Beyond explorers: on-chain analysis
Initially, a blockchain explorer might have looked like a simple site, but now that we understand what it is and how it works, we can realise its great potential. On this model, in fact, companies dedicated to advanced blockchain analysis have sprung up in recent years.
By connecting several types of data and subsequently processing them, in fact, it is possible to obtain much more in-depth, valuable and apparently ‘invisible’ information at first glance. One example is Chainalysis, an American company that provides data, software, services and research to government agencies, financial institutions, insurance companies and IT security companies.
The analysis that can be performed on a public blockchain has such a high potential that many traders (institutional and otherwise) use an on-chain data-driven approach to guide their choices. In a nutshell, they apply fundamental analysis to cryptocurrencies, which is already well known in classical finance, alongside the observation of charts (or technical analysis). All this is only possible thanks to blockchain explorers.

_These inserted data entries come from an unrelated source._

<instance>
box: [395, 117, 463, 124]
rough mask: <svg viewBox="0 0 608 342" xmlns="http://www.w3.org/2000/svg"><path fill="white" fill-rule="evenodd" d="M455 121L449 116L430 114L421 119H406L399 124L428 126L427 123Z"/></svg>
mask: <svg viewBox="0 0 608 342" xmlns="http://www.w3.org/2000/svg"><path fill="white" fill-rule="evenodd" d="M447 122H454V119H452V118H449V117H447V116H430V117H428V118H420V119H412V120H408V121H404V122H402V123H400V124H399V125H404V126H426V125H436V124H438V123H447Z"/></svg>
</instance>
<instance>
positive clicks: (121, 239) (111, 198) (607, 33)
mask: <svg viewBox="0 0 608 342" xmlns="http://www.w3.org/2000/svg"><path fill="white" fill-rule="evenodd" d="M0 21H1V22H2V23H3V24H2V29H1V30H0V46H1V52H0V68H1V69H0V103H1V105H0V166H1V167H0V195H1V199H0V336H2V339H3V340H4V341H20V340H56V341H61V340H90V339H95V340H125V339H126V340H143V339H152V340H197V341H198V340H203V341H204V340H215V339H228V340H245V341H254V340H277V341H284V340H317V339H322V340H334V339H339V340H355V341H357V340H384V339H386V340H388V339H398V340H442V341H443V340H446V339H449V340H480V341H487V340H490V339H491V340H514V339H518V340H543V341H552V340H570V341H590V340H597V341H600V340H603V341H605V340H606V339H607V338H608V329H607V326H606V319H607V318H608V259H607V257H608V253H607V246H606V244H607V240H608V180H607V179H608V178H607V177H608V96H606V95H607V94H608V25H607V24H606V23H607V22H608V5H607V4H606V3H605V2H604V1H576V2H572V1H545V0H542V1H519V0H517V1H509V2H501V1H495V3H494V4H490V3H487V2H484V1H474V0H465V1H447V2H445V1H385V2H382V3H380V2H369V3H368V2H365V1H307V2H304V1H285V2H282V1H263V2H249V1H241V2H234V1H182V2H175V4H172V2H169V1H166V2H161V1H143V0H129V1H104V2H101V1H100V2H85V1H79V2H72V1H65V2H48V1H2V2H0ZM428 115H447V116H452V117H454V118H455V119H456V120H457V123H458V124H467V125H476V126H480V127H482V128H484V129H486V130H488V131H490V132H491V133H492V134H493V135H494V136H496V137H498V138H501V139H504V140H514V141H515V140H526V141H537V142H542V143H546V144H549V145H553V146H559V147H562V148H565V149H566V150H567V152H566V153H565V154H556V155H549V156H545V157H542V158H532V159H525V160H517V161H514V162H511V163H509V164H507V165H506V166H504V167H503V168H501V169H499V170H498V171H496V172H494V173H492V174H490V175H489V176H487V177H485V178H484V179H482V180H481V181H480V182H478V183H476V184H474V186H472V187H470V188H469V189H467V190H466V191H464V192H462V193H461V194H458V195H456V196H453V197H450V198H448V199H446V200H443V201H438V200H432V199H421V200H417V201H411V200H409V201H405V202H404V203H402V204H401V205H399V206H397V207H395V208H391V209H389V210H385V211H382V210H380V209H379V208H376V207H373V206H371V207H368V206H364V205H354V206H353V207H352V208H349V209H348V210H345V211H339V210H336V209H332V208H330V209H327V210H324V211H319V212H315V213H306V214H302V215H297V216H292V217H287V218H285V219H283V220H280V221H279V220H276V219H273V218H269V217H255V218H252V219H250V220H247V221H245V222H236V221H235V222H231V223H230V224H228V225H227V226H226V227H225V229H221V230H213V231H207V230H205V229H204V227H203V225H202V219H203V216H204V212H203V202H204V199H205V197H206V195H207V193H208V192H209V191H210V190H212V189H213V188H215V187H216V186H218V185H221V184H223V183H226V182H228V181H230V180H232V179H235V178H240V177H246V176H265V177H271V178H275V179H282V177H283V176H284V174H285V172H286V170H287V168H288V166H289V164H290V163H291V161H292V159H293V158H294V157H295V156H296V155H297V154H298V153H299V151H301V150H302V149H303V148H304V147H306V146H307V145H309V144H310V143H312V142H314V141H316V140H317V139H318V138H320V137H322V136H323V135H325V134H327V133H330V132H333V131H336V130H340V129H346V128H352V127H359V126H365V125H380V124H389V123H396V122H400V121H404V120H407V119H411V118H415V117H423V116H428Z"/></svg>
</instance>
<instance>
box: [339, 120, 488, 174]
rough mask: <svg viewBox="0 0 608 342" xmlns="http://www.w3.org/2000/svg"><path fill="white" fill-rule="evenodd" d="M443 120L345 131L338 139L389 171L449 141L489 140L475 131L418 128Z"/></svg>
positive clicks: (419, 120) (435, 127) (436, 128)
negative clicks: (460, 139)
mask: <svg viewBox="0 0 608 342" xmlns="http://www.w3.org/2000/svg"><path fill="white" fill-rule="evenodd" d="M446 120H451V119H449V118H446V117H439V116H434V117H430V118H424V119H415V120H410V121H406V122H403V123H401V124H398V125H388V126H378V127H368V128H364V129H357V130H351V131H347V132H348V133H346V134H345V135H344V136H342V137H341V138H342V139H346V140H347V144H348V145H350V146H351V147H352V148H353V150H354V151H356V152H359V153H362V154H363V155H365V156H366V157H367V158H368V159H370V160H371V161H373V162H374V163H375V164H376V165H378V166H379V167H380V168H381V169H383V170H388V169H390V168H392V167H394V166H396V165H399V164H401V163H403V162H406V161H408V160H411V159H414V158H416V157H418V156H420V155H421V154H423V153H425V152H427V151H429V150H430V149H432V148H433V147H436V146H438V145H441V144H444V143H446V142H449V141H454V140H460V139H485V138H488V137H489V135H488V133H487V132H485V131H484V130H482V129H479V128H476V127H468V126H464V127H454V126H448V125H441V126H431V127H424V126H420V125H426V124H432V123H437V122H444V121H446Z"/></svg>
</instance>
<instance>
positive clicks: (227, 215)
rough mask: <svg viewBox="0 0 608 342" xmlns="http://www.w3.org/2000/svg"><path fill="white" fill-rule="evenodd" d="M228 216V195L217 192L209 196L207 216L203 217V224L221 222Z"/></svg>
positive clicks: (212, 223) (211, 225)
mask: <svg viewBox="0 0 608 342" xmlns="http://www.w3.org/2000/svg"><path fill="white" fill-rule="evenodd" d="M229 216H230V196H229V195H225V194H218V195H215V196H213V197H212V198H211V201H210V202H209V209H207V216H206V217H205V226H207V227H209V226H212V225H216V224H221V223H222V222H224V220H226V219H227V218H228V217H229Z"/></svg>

The evolution of blockchain explorers goes hand in hand with the technological development of the blockchain itself, in fact, the more functions the developers go on to implement, the more information can be obtained thanks to ‘blockchain explorers’. Meanwhile, we can reconstruct the complete history of cryptocurrencies, as well as predict certain events with blockchain explorers: for example, in how many blocks will the halving of Bitcoin happen?